Q-Learning-Based Time-Critical Data Aggregation Scheduling in IoT
Van-Vi Vo, Tien-Dung Nguyen, Duc-Tai Le, Hyunseung Choo
TL;DR
The paper tackles latency-critical data aggregation in IoT by unifying aggregation-tree construction and scheduling into a single Q-learning framework. It models the problem as an MDP with hashed states to scale to larger networks and uses a greedy, collision-free batch mechanism guided by a reward $r=|T|^2$ to maximize throughput per time slot. Empirical results on static networks with up to 300 nodes show latency reductions up to $10.87\%$ compared to a state-of-the-art heuristic, with notable gains in asymmetric topologies. This approach offers a scalable, low-latency path for time-sensitive IoT data aggregation, while future work aims to extend to dynamic topologies and energy-aware objectives.
Abstract
Time-critical data aggregation in Internet of Things (IoT) networks demands efficient, collision-free scheduling to minimize latency for applications like smart cities and industrial automation.

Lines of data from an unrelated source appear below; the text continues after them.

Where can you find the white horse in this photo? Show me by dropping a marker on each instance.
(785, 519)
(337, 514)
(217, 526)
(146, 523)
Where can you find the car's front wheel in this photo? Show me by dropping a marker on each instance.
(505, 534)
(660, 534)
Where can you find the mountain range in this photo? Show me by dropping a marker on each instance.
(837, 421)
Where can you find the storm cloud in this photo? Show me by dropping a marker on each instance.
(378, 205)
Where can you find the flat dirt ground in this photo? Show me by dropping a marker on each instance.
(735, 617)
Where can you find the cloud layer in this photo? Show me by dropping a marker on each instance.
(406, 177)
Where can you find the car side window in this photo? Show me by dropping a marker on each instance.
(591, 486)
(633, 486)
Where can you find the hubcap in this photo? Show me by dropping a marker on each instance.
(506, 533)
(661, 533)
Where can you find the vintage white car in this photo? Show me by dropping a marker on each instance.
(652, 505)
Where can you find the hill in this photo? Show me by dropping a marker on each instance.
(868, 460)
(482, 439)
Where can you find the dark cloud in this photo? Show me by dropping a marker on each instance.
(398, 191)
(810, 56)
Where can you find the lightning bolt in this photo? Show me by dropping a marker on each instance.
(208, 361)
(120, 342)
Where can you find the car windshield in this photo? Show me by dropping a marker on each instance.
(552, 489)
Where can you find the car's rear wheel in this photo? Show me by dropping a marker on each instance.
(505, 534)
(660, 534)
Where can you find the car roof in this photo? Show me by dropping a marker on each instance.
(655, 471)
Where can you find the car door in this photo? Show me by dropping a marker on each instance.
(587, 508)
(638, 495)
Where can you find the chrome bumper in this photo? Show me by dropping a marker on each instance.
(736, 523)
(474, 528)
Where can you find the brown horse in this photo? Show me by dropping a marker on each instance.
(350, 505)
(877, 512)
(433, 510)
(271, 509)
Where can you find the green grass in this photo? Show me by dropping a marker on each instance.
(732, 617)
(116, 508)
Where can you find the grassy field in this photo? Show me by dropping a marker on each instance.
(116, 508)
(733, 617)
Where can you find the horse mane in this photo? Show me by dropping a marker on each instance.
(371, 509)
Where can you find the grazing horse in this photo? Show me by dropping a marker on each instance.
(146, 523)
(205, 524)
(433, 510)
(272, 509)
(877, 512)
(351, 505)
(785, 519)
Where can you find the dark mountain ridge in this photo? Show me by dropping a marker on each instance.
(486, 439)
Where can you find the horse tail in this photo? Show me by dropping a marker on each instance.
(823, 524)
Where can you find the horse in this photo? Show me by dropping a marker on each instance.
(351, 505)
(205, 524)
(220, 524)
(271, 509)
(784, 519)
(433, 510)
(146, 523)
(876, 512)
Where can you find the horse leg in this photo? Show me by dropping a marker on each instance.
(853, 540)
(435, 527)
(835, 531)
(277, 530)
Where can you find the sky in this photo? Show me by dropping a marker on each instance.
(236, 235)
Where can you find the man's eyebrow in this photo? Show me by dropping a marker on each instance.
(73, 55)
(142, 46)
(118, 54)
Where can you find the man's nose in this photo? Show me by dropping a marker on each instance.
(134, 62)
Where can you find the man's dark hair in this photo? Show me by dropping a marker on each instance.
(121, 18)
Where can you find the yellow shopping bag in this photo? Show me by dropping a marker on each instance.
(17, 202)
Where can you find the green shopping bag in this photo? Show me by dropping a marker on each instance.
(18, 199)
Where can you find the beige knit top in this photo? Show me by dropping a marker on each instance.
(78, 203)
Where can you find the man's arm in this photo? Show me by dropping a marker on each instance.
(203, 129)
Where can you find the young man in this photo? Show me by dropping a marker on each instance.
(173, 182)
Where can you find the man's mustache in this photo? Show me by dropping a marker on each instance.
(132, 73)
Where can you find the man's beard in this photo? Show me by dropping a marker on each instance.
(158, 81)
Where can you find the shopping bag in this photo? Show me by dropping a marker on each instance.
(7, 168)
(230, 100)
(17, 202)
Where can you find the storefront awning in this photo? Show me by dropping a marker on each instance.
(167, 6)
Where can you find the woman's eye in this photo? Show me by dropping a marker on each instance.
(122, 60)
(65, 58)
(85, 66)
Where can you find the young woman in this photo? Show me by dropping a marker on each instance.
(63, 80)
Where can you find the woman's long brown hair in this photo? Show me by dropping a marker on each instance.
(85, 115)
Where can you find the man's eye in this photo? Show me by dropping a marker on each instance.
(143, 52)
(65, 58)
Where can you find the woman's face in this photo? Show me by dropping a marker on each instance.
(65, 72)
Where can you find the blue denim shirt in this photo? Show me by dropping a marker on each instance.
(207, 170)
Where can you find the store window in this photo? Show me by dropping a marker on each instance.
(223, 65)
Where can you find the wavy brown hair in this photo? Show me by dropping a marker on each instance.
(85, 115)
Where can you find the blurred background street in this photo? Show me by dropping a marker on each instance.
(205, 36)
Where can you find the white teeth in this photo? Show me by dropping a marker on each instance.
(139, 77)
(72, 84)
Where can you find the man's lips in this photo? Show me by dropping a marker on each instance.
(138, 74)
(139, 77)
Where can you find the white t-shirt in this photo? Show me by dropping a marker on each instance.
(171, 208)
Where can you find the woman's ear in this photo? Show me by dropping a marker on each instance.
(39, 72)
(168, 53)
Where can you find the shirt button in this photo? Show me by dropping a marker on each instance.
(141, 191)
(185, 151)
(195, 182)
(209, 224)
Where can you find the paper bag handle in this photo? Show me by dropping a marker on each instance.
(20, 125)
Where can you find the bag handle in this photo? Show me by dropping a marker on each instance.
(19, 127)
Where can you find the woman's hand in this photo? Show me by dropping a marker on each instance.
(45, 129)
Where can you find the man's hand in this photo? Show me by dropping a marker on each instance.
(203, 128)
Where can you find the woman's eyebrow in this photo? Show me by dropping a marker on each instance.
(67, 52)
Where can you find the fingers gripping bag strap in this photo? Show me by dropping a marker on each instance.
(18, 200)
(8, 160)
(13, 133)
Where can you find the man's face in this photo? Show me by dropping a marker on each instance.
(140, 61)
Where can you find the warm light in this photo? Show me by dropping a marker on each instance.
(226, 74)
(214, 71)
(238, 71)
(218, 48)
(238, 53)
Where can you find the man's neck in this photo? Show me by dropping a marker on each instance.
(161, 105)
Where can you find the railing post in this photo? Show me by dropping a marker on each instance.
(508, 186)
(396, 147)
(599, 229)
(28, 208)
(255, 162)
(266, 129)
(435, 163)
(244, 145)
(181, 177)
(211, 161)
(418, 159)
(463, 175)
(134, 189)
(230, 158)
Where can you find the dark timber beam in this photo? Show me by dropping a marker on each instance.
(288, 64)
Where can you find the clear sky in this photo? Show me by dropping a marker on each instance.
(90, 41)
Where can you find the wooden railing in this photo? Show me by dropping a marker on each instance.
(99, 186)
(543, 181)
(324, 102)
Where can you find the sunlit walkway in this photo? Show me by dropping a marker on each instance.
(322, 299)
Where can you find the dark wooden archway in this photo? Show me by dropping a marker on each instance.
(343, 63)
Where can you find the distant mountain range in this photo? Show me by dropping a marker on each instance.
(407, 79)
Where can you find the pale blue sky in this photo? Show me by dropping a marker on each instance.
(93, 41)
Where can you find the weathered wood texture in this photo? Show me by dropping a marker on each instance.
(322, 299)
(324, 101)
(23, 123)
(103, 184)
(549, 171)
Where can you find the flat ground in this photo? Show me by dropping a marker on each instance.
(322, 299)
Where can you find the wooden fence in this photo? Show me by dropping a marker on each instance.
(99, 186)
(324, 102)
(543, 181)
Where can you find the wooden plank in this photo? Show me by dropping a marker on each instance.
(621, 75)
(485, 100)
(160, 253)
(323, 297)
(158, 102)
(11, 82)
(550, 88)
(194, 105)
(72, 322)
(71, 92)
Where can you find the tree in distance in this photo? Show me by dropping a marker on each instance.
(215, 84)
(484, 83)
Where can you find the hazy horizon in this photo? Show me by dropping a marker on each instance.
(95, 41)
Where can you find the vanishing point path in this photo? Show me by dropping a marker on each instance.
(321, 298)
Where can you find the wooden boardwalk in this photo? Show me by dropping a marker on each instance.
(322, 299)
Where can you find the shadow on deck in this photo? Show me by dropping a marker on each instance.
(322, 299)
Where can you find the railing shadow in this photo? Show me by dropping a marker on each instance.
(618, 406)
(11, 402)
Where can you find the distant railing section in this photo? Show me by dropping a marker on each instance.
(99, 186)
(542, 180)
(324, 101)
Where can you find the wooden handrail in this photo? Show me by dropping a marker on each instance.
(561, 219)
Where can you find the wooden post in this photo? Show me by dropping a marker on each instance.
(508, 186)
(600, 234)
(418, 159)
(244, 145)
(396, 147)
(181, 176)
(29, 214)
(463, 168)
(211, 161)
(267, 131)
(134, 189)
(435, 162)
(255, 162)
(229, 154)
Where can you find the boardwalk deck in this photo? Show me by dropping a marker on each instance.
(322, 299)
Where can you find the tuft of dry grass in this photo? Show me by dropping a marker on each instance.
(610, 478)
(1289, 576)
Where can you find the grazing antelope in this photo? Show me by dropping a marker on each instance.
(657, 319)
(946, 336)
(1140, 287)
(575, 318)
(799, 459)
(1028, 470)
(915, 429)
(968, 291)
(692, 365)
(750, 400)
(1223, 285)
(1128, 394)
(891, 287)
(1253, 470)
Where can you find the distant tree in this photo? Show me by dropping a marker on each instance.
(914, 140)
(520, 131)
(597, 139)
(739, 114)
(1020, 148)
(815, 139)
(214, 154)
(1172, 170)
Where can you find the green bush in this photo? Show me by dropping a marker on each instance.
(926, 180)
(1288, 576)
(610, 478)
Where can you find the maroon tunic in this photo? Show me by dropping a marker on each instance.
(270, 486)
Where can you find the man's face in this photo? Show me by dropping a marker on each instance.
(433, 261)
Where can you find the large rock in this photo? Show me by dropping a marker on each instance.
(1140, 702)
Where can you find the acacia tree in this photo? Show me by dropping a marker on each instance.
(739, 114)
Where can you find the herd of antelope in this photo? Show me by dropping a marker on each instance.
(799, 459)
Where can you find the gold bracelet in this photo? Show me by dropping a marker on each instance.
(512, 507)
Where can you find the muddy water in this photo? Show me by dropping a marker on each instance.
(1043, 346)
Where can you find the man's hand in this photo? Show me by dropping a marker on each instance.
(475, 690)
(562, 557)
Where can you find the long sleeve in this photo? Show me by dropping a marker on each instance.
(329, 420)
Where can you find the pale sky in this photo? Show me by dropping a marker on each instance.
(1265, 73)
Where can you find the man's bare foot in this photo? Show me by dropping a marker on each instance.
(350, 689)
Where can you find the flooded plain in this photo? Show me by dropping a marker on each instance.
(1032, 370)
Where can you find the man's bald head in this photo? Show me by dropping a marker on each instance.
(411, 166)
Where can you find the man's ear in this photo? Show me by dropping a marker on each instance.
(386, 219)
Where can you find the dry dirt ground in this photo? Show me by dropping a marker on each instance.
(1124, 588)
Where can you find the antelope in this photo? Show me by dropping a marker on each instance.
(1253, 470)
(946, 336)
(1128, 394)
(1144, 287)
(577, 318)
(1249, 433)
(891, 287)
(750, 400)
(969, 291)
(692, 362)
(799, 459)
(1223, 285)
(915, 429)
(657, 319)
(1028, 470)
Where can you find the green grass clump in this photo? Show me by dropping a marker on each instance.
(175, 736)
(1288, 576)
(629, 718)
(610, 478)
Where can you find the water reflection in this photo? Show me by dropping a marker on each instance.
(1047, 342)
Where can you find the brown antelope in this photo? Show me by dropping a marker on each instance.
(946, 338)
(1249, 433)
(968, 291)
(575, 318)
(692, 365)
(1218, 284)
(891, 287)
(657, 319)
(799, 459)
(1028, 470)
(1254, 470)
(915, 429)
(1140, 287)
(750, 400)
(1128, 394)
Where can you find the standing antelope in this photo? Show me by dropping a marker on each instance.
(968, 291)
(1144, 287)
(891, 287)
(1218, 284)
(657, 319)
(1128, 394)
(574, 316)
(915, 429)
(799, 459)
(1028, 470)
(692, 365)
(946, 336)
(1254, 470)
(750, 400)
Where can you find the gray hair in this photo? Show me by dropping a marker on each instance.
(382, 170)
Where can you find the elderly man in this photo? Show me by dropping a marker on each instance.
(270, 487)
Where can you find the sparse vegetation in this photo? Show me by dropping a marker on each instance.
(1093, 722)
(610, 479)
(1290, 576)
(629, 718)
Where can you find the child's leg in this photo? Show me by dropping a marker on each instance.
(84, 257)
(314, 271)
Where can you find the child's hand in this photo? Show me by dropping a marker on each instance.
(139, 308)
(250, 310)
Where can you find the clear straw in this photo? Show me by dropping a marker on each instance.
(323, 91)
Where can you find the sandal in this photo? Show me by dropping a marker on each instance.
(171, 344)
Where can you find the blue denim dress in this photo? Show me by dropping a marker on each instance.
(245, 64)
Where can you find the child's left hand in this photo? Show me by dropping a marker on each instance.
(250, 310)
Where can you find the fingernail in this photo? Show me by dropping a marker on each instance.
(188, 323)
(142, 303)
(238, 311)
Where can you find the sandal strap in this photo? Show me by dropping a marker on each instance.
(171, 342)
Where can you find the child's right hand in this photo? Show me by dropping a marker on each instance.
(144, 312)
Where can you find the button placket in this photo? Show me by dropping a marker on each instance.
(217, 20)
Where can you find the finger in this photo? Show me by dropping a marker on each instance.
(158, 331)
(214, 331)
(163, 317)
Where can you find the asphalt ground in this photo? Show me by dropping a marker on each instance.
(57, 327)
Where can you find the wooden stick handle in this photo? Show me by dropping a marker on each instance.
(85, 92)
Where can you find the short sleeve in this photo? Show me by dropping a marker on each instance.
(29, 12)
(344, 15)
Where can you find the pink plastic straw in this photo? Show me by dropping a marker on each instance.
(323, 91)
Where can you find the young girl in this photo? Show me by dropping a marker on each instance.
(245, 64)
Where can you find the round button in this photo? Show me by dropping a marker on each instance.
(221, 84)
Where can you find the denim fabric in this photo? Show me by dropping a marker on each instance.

Traditional heuristic methods, with two-phase tree construction and scheduling, often suffer from high computational overhead and suboptimal delays due to their static nature. To address this, we propose a novel Q-learning framework that unifies aggregation tree construction and scheduling, modeling the process as a Markov Decision Process (MDP) with hashed states for scalability. By leveraging a reward function that promotes large, interference-free batch transmissions, our approach dynamically learns optimal scheduling policies. Simulations on static networks with up to 300 nodes demonstrate up to 10.87% lower latency compared to a state-of-the-art heuristic algorithm, highlighting its robustness for delay-sensitive IoT applications. This framework enables timely insights in IoT environments, paving the way for scalable, low-latency data aggregation.